The data released under the Official Information Act shows 2156 schools - over 90 per cent - will see an increase in funding due to the new calculations and overall funding pool boost.
This includes 376 schools that will have an increase of $100,000-plus and 47 receiving more than $300,000 extra.
However, funding for 269 schools will dip, including nine that will lose more than $100,000.
Three former decile 1 schools and four former decile 2 schools will lose more than $100,000.
The biggest drop is $231,473 for a former decile 2 school, and $185,756 for a former decile 1 school.
The greatest changes in funding occurred among former lower decile schools, which the Ministry of Education said was because those deciles were out of date. The majority of extra funding has been redistributed mostly to schools formerly in deciles 2 to 6.

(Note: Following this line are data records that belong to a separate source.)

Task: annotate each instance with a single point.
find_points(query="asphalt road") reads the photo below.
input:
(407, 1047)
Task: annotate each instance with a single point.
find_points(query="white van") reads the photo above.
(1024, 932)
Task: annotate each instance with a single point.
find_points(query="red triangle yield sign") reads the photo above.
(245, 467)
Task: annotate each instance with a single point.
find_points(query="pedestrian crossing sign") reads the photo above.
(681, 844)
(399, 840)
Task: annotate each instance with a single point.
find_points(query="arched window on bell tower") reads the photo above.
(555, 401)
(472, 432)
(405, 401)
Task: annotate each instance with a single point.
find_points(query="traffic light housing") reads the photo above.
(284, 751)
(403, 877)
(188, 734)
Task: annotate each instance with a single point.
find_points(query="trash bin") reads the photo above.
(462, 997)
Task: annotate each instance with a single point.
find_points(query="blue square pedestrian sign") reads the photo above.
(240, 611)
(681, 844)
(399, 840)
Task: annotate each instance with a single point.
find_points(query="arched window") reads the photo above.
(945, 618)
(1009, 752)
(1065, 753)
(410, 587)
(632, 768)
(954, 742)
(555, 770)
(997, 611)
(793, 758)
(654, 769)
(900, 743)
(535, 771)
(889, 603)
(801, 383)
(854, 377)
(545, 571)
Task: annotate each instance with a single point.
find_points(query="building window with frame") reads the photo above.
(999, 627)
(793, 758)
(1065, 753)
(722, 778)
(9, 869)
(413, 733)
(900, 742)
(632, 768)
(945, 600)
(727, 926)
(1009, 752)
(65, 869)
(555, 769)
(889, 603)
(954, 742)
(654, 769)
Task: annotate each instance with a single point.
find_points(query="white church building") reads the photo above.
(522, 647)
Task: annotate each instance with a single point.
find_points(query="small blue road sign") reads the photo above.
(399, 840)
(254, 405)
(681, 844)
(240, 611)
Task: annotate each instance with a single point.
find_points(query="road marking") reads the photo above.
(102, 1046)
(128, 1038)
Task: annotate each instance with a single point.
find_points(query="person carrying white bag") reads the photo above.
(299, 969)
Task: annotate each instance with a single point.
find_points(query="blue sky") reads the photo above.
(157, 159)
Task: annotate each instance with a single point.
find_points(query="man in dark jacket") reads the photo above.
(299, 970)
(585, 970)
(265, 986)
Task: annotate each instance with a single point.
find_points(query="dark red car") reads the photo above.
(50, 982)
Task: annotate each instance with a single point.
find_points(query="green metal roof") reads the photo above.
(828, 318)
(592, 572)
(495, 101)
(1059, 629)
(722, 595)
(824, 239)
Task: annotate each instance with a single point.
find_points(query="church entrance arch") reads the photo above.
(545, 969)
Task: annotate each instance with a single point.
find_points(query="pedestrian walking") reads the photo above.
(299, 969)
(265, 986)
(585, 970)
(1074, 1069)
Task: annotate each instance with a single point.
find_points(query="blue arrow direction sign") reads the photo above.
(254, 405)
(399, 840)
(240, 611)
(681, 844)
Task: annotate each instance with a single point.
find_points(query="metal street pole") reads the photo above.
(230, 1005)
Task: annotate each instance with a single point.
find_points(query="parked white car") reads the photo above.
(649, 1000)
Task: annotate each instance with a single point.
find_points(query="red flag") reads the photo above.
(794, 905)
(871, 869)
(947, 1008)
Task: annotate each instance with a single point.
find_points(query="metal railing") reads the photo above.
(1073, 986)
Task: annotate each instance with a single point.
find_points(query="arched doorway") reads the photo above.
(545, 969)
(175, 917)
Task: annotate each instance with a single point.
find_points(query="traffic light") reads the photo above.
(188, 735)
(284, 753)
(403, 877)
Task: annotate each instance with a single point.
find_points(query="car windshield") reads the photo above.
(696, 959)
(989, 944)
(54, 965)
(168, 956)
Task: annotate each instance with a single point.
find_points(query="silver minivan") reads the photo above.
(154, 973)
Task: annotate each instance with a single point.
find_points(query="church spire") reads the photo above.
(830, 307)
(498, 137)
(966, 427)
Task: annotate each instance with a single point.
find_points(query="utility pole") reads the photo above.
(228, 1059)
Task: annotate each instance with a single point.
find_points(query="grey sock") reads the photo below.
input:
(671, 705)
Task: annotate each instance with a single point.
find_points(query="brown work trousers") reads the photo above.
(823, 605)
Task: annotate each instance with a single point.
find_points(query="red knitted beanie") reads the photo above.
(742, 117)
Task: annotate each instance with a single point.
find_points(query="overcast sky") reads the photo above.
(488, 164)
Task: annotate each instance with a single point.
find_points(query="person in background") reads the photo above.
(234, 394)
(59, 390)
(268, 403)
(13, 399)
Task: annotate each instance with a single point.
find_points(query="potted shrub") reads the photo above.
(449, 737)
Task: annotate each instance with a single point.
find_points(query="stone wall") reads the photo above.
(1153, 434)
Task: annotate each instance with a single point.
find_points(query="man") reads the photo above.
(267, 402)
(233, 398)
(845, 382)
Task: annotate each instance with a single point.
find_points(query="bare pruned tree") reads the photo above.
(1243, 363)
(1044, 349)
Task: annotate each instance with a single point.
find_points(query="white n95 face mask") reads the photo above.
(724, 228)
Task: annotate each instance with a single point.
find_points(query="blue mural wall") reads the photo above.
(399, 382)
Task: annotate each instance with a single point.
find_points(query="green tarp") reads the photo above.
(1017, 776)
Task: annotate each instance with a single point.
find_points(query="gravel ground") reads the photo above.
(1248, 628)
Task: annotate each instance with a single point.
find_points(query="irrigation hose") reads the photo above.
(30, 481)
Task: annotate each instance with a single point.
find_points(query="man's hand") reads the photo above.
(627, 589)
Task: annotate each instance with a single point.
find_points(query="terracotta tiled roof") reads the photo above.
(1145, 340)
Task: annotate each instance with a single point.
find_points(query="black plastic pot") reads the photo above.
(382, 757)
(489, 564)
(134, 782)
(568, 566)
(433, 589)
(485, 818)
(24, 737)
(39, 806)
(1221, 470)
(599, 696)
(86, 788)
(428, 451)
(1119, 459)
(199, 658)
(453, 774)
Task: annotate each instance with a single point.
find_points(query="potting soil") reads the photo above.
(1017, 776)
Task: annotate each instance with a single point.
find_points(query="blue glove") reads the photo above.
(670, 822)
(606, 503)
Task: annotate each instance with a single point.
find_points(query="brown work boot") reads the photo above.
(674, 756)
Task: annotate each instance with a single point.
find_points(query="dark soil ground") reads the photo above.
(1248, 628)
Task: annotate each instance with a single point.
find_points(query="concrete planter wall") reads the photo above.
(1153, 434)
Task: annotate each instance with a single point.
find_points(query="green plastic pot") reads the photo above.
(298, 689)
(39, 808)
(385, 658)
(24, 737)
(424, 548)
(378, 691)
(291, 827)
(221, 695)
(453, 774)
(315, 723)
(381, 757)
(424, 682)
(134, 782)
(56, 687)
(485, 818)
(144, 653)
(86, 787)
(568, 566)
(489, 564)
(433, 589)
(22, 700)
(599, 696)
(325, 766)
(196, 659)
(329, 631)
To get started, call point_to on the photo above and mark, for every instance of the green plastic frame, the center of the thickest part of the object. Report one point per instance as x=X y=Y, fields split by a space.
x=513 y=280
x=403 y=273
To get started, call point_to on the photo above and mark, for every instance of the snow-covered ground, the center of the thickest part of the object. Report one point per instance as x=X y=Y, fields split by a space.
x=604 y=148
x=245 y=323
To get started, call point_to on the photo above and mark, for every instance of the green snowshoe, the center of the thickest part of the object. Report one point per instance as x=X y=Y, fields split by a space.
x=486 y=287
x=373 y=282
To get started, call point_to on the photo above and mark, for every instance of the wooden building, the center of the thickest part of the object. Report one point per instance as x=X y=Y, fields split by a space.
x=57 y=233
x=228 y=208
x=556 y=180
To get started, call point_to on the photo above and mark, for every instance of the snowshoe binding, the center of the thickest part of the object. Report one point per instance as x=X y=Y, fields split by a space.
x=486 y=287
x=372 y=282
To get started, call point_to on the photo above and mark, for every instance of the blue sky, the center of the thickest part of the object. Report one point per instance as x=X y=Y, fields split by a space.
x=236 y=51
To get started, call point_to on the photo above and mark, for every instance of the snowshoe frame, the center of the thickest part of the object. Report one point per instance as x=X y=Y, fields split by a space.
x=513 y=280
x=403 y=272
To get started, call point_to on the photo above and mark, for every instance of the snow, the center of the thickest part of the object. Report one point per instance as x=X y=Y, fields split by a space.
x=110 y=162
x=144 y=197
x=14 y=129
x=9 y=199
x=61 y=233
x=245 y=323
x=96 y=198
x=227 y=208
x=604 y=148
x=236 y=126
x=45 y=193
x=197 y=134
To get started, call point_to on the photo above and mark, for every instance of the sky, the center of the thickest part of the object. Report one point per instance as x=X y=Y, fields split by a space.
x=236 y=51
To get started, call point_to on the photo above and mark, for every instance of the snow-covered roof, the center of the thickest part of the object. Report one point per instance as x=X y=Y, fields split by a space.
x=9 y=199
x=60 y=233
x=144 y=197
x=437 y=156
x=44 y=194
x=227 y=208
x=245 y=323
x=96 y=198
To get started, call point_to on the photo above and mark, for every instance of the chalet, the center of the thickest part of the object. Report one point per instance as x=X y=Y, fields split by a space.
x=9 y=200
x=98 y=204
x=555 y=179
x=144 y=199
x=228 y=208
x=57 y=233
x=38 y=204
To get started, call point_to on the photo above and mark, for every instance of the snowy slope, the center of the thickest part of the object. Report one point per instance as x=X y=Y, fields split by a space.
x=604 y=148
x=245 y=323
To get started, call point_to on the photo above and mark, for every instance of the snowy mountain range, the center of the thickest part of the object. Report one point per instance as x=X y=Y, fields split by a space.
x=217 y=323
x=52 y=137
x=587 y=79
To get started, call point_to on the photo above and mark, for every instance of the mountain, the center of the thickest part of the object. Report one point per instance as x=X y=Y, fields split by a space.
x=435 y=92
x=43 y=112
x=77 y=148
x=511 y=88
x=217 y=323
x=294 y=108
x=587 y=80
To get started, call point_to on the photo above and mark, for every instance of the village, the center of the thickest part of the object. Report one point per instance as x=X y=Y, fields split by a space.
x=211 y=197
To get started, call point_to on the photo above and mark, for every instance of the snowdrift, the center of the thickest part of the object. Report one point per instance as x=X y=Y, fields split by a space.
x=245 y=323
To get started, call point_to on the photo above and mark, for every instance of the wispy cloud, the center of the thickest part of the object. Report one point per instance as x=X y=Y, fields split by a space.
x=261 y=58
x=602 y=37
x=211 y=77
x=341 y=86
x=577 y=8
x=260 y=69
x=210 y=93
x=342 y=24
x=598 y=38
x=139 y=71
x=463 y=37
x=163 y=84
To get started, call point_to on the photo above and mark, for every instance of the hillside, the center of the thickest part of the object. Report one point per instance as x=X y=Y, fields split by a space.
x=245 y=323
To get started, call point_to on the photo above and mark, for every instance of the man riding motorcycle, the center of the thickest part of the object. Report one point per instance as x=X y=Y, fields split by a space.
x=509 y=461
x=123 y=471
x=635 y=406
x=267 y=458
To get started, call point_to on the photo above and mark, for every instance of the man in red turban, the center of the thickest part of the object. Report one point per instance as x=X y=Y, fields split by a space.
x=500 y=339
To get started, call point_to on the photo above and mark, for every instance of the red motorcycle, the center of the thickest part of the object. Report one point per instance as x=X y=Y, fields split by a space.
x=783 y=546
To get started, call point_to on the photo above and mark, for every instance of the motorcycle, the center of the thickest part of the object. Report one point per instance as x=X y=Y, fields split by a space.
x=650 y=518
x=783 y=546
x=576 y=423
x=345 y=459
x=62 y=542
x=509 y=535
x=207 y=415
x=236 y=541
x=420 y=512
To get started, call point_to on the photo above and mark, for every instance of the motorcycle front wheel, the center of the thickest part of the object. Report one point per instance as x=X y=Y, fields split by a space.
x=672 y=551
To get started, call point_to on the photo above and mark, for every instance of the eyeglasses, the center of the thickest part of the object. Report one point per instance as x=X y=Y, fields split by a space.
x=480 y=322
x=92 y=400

Of the increases in funding, $42.2m is going to the top end of decile 6 and up, while the majority, or close to $88m, is going to the lower deciles.
The new framework uses 37 socioeconomic measures that are associated with poor education outcomes. These include socio-economic factors such as a parent in prison or a youth justice notification, as well as parents’ income and benefit history.
The indicators are measured for individual children from a Stats NZ database. The results are anonymised and averaged over the students in each school for the past three years to give the school an Equity Index score. Index numbers range from 344 to 569, giving 225 possible scores.
A principal of a former decile 9 school, who spoke to the Herald on condition of anonymity, said he supported moving away from deciles but he still found his school’s equity score “arbitrary”.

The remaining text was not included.